MELBOURNE – Deveriam os países ricos - ou os investidores aí estabelecidos - comprar terrenos agrícolas em países em desenvolvimento? Esta questão foi levantada no relatório Negociações Transnacionais de Terrenos para Agricultura no Hemisfério Sul, divulgado no ano passado pela Land Matrix Partnership, um consórcio europeu de institutos de investigação e de organizações não-governamentais.

O relatório mostra que, desde 2000, os investidores ou órgãos estatais dos países ricos ou emergentes compraram mais de 83 milhões de hectares (mais de 200 milhões de ares) de terrenos agrícolas em países em desenvolvimento mais pobres.
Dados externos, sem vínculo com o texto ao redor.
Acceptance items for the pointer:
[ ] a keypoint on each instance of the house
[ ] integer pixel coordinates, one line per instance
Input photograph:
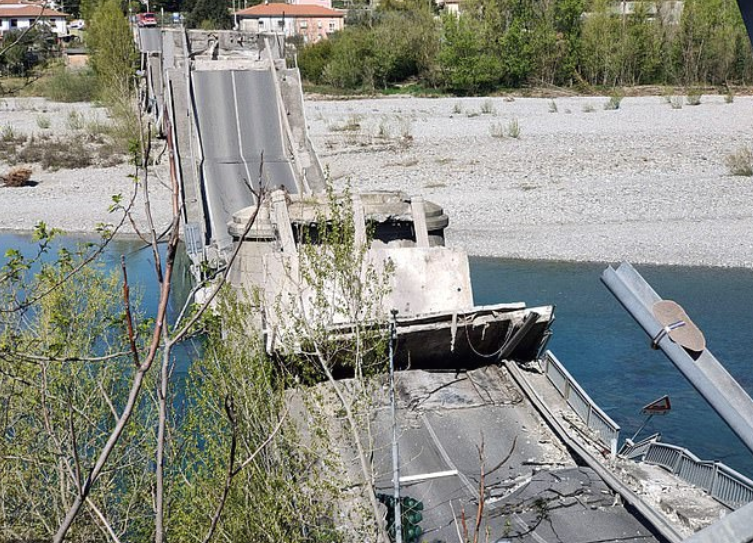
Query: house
(312, 21)
(20, 14)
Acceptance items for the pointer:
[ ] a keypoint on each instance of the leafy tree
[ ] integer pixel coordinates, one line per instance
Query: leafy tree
(21, 51)
(209, 15)
(465, 65)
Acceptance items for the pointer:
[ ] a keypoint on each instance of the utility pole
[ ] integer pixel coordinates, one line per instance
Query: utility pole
(395, 451)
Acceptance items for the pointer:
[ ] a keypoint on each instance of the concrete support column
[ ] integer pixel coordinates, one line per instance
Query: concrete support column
(419, 221)
(282, 223)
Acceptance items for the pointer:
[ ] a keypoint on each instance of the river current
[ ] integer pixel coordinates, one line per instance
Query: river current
(599, 343)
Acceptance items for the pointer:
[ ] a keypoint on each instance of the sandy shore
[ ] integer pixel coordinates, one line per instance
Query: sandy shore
(645, 183)
(76, 200)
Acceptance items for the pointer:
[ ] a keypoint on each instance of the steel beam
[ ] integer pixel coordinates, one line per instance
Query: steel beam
(704, 372)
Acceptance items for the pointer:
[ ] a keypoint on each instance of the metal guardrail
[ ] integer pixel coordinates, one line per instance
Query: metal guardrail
(719, 480)
(636, 451)
(606, 429)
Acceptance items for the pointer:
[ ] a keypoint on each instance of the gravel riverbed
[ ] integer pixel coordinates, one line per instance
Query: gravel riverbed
(646, 182)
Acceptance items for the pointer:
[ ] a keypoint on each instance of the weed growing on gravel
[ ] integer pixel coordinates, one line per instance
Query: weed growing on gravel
(513, 129)
(75, 120)
(614, 102)
(693, 97)
(740, 162)
(43, 122)
(487, 108)
(9, 133)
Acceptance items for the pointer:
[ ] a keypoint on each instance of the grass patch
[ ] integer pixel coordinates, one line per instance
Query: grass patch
(513, 129)
(43, 122)
(67, 86)
(693, 97)
(740, 163)
(614, 102)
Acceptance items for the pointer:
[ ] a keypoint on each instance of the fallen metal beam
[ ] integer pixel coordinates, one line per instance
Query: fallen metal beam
(704, 372)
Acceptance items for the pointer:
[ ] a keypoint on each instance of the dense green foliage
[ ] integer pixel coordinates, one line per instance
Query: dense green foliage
(208, 14)
(21, 52)
(497, 44)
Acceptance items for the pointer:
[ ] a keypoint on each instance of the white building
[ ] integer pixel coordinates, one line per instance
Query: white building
(18, 14)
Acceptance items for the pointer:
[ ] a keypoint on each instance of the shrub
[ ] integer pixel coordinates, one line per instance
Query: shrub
(69, 86)
(75, 120)
(513, 129)
(613, 103)
(740, 162)
(17, 177)
(43, 122)
(312, 60)
(694, 97)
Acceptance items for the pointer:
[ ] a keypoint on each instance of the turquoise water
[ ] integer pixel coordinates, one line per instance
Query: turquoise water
(609, 355)
(601, 345)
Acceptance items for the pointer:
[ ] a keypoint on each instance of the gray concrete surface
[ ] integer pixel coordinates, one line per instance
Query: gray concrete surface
(533, 489)
(150, 40)
(238, 120)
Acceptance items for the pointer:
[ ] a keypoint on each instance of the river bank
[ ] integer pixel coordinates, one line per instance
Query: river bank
(526, 178)
(646, 182)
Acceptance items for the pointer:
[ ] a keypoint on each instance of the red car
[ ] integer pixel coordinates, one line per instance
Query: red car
(146, 19)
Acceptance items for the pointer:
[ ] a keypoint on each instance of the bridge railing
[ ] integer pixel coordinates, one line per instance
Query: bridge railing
(607, 431)
(719, 480)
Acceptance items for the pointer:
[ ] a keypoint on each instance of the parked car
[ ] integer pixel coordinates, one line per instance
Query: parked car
(146, 19)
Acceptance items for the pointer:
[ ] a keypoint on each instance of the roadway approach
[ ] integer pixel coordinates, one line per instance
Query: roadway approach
(495, 443)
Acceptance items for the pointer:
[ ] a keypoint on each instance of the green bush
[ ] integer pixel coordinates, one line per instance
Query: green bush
(313, 59)
(69, 86)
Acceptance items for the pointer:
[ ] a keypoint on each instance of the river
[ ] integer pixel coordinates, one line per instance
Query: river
(599, 343)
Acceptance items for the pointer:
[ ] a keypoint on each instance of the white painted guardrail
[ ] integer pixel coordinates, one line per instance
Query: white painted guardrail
(720, 481)
(606, 429)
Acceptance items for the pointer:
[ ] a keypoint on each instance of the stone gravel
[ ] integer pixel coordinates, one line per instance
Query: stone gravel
(645, 183)
(76, 200)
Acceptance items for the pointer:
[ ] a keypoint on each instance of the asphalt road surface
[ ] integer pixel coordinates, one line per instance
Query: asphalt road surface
(239, 121)
(150, 40)
(534, 492)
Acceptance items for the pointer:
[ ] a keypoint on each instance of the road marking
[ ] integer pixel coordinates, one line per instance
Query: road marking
(446, 457)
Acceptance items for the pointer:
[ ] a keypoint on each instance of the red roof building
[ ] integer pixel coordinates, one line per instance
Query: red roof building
(312, 21)
(17, 15)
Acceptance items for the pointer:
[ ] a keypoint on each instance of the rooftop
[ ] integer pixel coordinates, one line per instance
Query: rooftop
(276, 9)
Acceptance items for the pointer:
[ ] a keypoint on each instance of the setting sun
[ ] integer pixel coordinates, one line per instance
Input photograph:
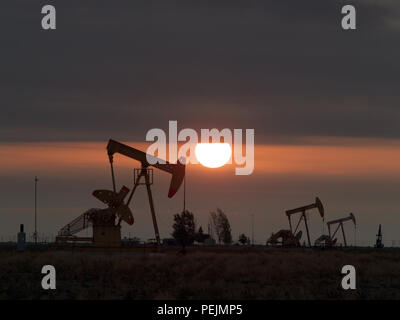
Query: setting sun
(213, 155)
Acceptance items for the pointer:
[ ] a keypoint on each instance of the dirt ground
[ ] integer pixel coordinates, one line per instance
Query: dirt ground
(217, 273)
O que equivale a 1,7% dos terrenos agrícolas a nível mundial.

A maior parte das referidas aquisições foi feita em África, dois terços das quais foram efectuadas em países onde a fome é generalizada e as instituições para o estabelecimento de propriedade fundiária formal são muitas vezes frágeis. Só em África, as aquisições ascendem a uma área de terrenos agrícolas com a dimensão do Quénia.
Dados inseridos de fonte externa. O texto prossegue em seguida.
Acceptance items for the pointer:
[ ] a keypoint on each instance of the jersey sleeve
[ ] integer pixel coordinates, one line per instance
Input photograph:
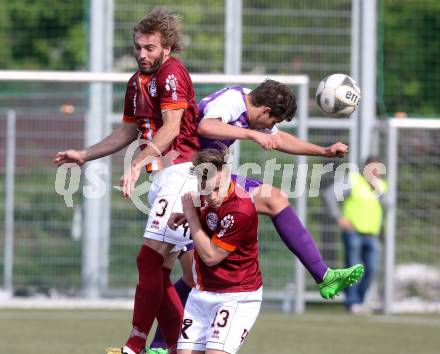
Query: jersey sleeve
(224, 107)
(130, 96)
(233, 227)
(174, 86)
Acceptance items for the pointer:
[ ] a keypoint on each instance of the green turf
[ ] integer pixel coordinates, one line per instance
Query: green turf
(322, 330)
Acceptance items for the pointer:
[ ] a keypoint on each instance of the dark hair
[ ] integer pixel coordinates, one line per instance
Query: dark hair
(168, 25)
(278, 97)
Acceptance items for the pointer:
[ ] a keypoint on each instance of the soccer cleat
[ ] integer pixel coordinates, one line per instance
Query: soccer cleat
(113, 350)
(157, 351)
(336, 280)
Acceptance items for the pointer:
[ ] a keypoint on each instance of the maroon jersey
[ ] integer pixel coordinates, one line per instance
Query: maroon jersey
(167, 89)
(233, 227)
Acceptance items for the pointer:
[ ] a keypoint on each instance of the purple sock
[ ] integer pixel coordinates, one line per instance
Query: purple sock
(183, 291)
(300, 242)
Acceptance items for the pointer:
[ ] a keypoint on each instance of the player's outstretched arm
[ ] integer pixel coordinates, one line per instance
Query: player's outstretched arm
(160, 142)
(290, 144)
(208, 251)
(119, 138)
(212, 128)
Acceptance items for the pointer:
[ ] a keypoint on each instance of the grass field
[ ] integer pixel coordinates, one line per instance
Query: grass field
(324, 329)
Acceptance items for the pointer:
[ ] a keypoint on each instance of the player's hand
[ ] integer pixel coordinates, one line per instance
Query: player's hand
(188, 207)
(175, 220)
(70, 156)
(336, 150)
(266, 141)
(345, 224)
(128, 181)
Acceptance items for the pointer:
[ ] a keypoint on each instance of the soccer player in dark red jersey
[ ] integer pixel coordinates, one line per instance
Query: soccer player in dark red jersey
(226, 298)
(159, 108)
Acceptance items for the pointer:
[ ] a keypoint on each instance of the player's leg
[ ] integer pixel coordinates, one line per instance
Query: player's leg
(234, 318)
(353, 246)
(183, 287)
(371, 260)
(164, 197)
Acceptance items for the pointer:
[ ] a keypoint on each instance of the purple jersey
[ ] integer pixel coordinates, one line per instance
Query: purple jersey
(229, 104)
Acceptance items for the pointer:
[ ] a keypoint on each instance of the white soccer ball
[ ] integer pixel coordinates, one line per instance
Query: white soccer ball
(338, 95)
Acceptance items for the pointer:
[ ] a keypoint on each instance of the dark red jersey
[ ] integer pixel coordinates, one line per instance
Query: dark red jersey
(147, 96)
(233, 227)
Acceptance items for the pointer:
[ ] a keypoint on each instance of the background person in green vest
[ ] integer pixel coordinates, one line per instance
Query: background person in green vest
(361, 222)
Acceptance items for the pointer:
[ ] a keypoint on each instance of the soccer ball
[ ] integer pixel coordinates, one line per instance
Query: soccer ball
(338, 95)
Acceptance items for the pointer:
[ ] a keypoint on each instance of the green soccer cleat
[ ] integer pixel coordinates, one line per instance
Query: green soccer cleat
(157, 351)
(336, 280)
Foi alegado que os investidores estrangeiros estão a adquirir terras que não estão a ser cultivadas; deste modo, ao viabilizar estes terrenos para a produção, aumentam as aquisições e a disponibilidade global de alimentos. Mas o relatório da Land Matrix Partnership verificou não ser esse o caso: cerca de 45% das aquisições de terrenos agrícolas incluía terrenos que estavam a ser cultivados e cerca de um terço dos terrenos adquiridos era composto por área florestal, indicando que o seu desenvolvimento poderia representar riscos para a biodiversidade.